As a maker of comfort seating products, I’m sad to say that BMW has really done their homework on the seat for the new GS. My problem with most of the BMW seats has been with the forward tilt that they exhibit. I am constantly pushing myself back to give the “boys” some breathing room if you know what I mean. The new seat allows you to adjust the nose and the rear of the seat independent of each other. I have the front on the high setting, and the rear on low, and it’s about perfect. The foam density is still a bit softer than I prefer, but it’s no longer the torture rack that it used to be. The pillion is also adjustable for and aft; so I have it all the way back to give me more room up front.
Wind protection is also greatly improved on the new GS. And the best part is that you can adjust the height of the windscreen with your left hand while going down the road – it’s hard to dial in the proper height without the wind, right? In general, the ergos are perfect for most riding scenarios – lots of leg room, slight forward tilt without too much pressure on the wrists, yet still comfortable while riding on the dirt in the standing position.
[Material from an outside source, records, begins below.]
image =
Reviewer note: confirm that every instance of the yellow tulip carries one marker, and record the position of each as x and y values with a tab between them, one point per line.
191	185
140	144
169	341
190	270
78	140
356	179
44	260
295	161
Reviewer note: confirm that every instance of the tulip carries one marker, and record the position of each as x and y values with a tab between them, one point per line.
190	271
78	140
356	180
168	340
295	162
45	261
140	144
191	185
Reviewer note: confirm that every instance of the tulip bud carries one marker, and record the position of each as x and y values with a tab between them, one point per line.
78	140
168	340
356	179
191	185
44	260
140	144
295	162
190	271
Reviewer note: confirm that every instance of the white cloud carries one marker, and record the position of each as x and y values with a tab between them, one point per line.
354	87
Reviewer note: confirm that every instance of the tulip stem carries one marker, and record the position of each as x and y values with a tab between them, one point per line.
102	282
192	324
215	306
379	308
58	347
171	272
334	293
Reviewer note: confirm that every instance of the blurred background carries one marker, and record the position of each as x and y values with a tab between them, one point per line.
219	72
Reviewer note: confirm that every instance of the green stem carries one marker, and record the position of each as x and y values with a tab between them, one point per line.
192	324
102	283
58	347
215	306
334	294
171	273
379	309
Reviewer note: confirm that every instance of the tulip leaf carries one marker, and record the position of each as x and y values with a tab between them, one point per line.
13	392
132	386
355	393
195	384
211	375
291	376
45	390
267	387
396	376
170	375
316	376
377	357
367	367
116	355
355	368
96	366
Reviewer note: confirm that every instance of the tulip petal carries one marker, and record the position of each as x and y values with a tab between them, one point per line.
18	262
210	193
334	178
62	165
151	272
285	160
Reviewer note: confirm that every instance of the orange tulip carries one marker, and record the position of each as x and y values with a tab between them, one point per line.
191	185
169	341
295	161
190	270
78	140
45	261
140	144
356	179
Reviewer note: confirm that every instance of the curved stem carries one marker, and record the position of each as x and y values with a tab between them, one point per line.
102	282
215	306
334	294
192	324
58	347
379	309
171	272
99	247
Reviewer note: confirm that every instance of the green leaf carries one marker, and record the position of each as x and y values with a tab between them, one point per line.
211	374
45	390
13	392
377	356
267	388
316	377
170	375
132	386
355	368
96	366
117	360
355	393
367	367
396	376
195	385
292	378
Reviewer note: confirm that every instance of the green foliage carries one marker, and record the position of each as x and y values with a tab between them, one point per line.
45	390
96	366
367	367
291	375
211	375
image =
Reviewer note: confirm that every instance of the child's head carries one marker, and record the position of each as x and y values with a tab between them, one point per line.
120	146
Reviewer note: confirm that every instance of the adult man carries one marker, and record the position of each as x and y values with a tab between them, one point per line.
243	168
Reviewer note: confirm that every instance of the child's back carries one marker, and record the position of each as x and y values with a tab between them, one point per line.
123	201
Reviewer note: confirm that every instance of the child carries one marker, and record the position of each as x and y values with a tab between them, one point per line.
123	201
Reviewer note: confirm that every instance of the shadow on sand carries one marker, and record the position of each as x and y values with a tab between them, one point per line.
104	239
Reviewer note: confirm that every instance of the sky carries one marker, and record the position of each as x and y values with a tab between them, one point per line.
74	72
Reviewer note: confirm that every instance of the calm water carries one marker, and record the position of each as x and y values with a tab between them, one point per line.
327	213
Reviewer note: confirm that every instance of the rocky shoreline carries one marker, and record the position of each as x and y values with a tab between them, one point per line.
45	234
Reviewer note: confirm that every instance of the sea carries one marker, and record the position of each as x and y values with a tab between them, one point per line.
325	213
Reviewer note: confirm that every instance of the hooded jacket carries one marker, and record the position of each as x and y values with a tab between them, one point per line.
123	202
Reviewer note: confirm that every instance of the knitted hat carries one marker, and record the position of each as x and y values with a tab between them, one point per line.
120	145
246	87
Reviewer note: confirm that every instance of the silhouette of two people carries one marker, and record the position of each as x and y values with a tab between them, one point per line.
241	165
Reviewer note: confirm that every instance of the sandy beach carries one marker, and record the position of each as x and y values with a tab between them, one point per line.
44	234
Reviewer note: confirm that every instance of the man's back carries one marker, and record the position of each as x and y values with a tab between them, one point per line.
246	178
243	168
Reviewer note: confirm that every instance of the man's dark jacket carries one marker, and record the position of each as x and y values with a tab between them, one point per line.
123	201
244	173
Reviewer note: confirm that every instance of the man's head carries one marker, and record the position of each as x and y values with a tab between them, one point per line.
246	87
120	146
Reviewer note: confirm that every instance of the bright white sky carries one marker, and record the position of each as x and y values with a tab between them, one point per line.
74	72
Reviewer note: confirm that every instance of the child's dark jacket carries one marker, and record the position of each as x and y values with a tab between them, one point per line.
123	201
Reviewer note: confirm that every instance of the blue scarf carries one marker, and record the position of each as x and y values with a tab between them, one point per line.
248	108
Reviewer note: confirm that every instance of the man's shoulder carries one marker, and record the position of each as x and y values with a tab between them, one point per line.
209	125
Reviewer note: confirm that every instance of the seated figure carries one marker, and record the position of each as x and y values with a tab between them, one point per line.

Now for the minor negatives. My main complaint is with the 6th gear. When I’m going 75 MPH, it runs at about 4,500 RPM. It would be nice if it was kept under four grand. This would make those really long days on the interstate a bit more pleasant.
Another issue is with the blinkers. I guess that I was one of the few who actually liked the quirky BMW way of blinking; but my problem is not with BMW going to the left side only control – it’s that they forgot to make them self cancelling. It will occasionally cancel itself, but I still can’t figure out what makes them cancel when they do – usually they just continue to blink as I’m motoring down the road.
These are minor issues that I will get used to and I’ll forget that they were ever issues. The people at BMW have just ensured that they will remain the kings of the heavy weight dual sport segment for many years to come. This will be my go to bike for all occasions for many years to come, as it really does everything quite well. If you haven’t ridden one yet, go do it now. Just make sure that you bring your checkbook because you’re going to want to ride this baby home.